Thanks to its long fight against the Mafia and other organized crime groups, Italian law enforcement enjoys fewer legal restricts than its European counterparts in snooping on smugglers’ phone calls, prosecutor Michele Scalia, the Glauco co-head, said.

“Most other European countries have tremendously slow bureaucratic requirements related to wiretaps. For example, you would have to inform a subject before wiretapping their phones, something which clearly limits the potential of this investigative instrument and that luckily does not hold in Italy,” Scalia said.

However, Scalia’s co-head at Glauco, Gery Ferrara, said efforts were still hampered by limited cross-border cooperation.

“Glauco was an important step in the anti-smuggling fight. Yet, the lack of cooperation from African countries where smuggling originates and proliferates undisturbed makes our efforts insufficient to stop irregular migration to Europe,” Ferrara said.

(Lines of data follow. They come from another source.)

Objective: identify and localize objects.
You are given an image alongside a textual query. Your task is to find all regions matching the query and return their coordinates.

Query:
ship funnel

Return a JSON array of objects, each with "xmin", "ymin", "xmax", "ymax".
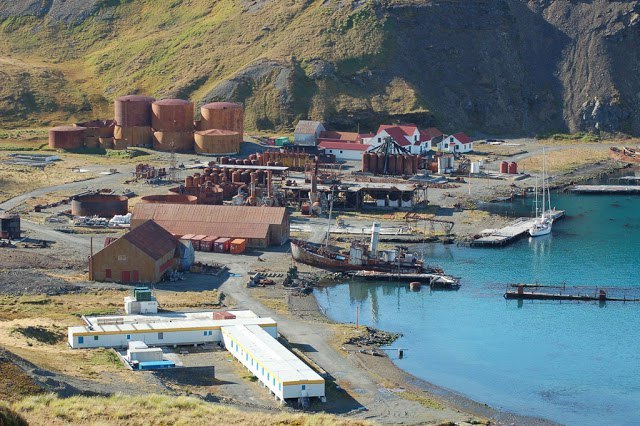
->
[{"xmin": 369, "ymin": 223, "xmax": 380, "ymax": 256}]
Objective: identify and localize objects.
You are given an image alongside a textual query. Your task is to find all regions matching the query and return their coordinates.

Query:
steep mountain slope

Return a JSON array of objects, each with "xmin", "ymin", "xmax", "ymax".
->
[{"xmin": 0, "ymin": 0, "xmax": 640, "ymax": 134}]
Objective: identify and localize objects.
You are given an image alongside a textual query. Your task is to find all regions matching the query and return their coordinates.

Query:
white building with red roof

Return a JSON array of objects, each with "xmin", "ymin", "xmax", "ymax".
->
[
  {"xmin": 368, "ymin": 124, "xmax": 442, "ymax": 154},
  {"xmin": 318, "ymin": 140, "xmax": 373, "ymax": 160},
  {"xmin": 438, "ymin": 132, "xmax": 473, "ymax": 153}
]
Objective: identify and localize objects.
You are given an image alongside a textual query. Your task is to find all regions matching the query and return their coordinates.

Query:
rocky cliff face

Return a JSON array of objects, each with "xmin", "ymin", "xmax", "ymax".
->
[{"xmin": 0, "ymin": 0, "xmax": 640, "ymax": 135}]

In an effort to address that, Italy in August 2016 established a memorandum of understanding with Sudan, with the aim of increasing police cooperations between the two countries.

Things haven’t gone completely smoothly. In June 2016, police arrested a man in the Sudanese capital, Khartoum, believed to be Eritrean smuggler Medhanie Yehdego Mered, a central figure in the network targeted by Glauco. Dubbed “The General,” Medhanie is allegedly responsible for organizing a boat that sank off the Italian island of Lampedusa in 2013, killing over 350 people.

Family members and friends of the arrested man, however, have said it is a case of mistaken identity, and that the man taken into custody and extradited to Italy was instead Medhanie Tesfamariam Berhe, a young Eritrean who moved to Khartoum in 2014 and hoped to migrate to Europe. Italian prosecutors told OCCRP  they are investigating the claims.

An exhausted asylum seeker pushed in a wheelchair at the port in Palermo (Photo: Valentino Bellini)An exhausted asylum seeker pushed in a wheelchair at the port in Palermo (Photo: Valentino Bellini)

With partial success under their belt, Italian authorities last year launched a fourth stage of Glauco. The investigation, which is ongoing, is targeting the same smugglers from Ethiopia and Eritrea, as well as their partners in Sudan and Libya, operation co-head Mosca said.

But while Italian authorities are looking to continue their cooperation with African governments in this new stage, rights activists have voiced unease about working with governments, such as Sudan, whose own repressive policies have caused people to flee.

“One question remains unanswered to me, and that is whether Europe is actually fighting smuggling or simply protecting its borders from the alleged menace of irregular migration,” said Fulvio Vassallo, a Sicilian immigration lawyer and activist.

“This is a subtle difference, but a fundamental one.”